In the Glass works of Central and Northern Europe at the middle point of the Twentieth Century a remarkable concord was achieved between the rigours of the industrial process and the artistic brilliance of a generation of craftsmen.
The return to handmade glassware during the Final Act of the Industrial Age can seem unsurprising to a 21st century observer, used as we are to the lionisation of artisanship. However at the time it was a remarkably bold and somewhat counter-intuitive step that led to the creation of a generation of very fine, handsomely realised individual pieces of Art-Glass.
Since the earliest days of the Factory System anxiety had grown that the accelerating mechanisation of industrial processes was suffocating the creative imperatives of those areas of production that rightly belonged to the independent artist.
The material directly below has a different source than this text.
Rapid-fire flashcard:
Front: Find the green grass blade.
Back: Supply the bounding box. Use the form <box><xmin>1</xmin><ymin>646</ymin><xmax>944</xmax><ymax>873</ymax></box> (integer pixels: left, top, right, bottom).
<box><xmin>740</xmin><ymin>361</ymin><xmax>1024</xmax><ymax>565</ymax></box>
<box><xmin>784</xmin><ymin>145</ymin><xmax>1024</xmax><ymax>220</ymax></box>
Various efforts have, down the years, been made with a view to counteracting this tendency – most memorably in Britain the Ruskinian and Arts and Crafts movements.
Within the craft of Art-Glass the conflict was manifested in the desire to reconcile the need for ‘pattern’ glass manufacturing with the expression of the singular vitality of the creative artist. One solution, pursued with vigour in the post-war glass works of the Nordic countries, Mitteleuropa and northern Italy was permitting the individual artisan broad creative freedom as a sort of artist-in-residence at various manufactories.
LASSCO has managed to acquire a strong range of Mid-Century and Minimalist articles of hand-made art glass from Bohemia, the Veneto and Scandinavia that exhibit all the broad vitality of this remarkably rich and experimental period in artist-designed glassware.
Our individual pieces by Otto Bauer Gulvase, Floris Meydam, Bo Borgstrom, František Vízner as well as commissioned work for Riihimaki works in Finland, Murano in Venice and the Sklo Union glass works in Bohemia exhibit the frenetic innovation in pressing, blowing, moulding and warm-glass kiln work that answered the demands of a machine age that sought to revivify the factory with the beauty of craft.